Я прожил большую жизнь. Главное желание моей жизни – я хотел бы умереть и лечь в одну могилу с отцом. Отыскать, наконец, его могилу, и в ней вместе с ним упокоиться. И вместе с ним воскреснуть. Увидеть, как из волжской земли собирается его плоть, как наполняется он красотой жизни. Ему, когда он погиб, было тридцать три года, как и Христу. Вместе мы сядем за огромное застолье, где сидит весь наш род, вся наша бесчисленная, уходящая в прошлое родня, которая уже – не родня, а народ. Это будет трапеза воскрешенного, пасхального человечества. Во главе стола сядет Спаситель.
Псков земной и небесный
Я рос без отца, сложившего голову под Сталинградом. И без братьев – мама и бабушка взращивали меня среди голода, разрухи, не давая погаснуть последнему огоньку нашего побитого рода. Псковские друзья были мне отцами и старшими братьями. Теперь, когда их нет на земле, я чувствую их присутствие в себе постоянно, как тайные слезы, любовь, сокровенную веру в бессмертие, в грядущую, нам уготованную встречу. Под стенами Изборской крепости с каменными крестами, бойницами, крохотными, растущими из развалин березами. Или на Труворовом городище, на каменных ступенях маленькой, драгоценно-белой Никольской церкви, куда в жару приходили овцы, и мы, окруженные их пыльными горячими телами, зелеными библейскими глазами, смотрели на озеро с плавающим лебедем. Иногда просыпаюсь и вижу себя молодым в разрушенном коробе мальского храма. Старательно прикладываю рулетку к щербатым стенам, обмеряю апсиду, проем окна, остатки каменных шершавых столпов. Бережно заношу контуры храма на неумелый чертеж, выполняя поручение любимого друга, реставратора Бориса Степановича Скобельцына, для меня – просто Бори. И он сам вдалеке приближается ко мне по цветущей горе, машет ржаным колоском. Не дойдя до церкви, делает несколько снимков, прицеливаясь в меня стареньким «Киевом», изгибаясь в странный иероглиф, похожий на большого журавля. Выхватывает из сияющего пространства исчезающую секунду, которая ныне, как засушенный цветок, лежит в моей коллекции фотографий, сделанных замечательным художником.

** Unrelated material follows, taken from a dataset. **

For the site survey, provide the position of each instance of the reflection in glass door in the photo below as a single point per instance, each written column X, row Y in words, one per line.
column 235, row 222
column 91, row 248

Говорят, что Андрей Рублев внес в Русское Средневековье, в пору Московской Руси, лучистый свет Возрождения. Утверждают, что Пушкин под угрюмые своды тяжеловесной Российской империи привнес ослепительную радость Ренессанса. Быть может, в «красной» советской империи, в ее северо-западном уголке, во Пскове, явилось краткое чудо Возрождения, привнесенное в железную музыку жестокого века горсткой ликующих, гениальных людей, к которым принадлежал Скобельцын.
Они вернулись живыми с самой жестокой войны, иные израненные, другие сотрясенные ужасом потерь и страданий. Вырвались опаленные из огнища, не веря в чудо спасения, обожествленные Великой Победой, страстно желая восполнить бессчетные смерти, наделенные избыточно энергией павшего на войне поколения. Из окопа – в аудитории ленинградских институтов, а оттуда – во Псков, на закопченные руины церквей, на изглоданные башни монастырей и крепостей, на которых еще виднелось: «мин нет». Вся их страсть и любовь, запоздалое ожидание чуда раскрылись в работе по воссозданию храмов, среди восхитительной псковской природы. Намоленные, с блеклыми фресками стены, их живая неостывшая древность, и Ангел Победы, витавший над русской порубежной землей, возвысили этих людей, многократно умножили их таланты и знания, поместили в них светоносные силы, сделали людьми Возрождения.
Скобельцын неутомимо ходил по псковской земле, исхаживая ее, как землемер. Мерил ее вдоль и поперек длинными, не знавшими устали ногами, словно высчитывал шагами расстояние от церкви до церкви, от горы до горы, от озера до озера, отыскивая спрятанный клад, обозначенный на каком-то, ему одному ведомом чертеже. Я едва поспевал за ним. Глядел, как он шагает, увешанный аппаратами, с полевой военной сумкой, где хранились обмеры дворянской усадьбы или монастырского погоста. Видя, как я устал, он оборачивался красивым, глазастым, загорелым лицом. Белозубо хохотал, бодрил, трунил, звал в цветущее поле, на травяное ветряное городище, в красные сосняки, уверяя, что клад будет найден. И клад открывался.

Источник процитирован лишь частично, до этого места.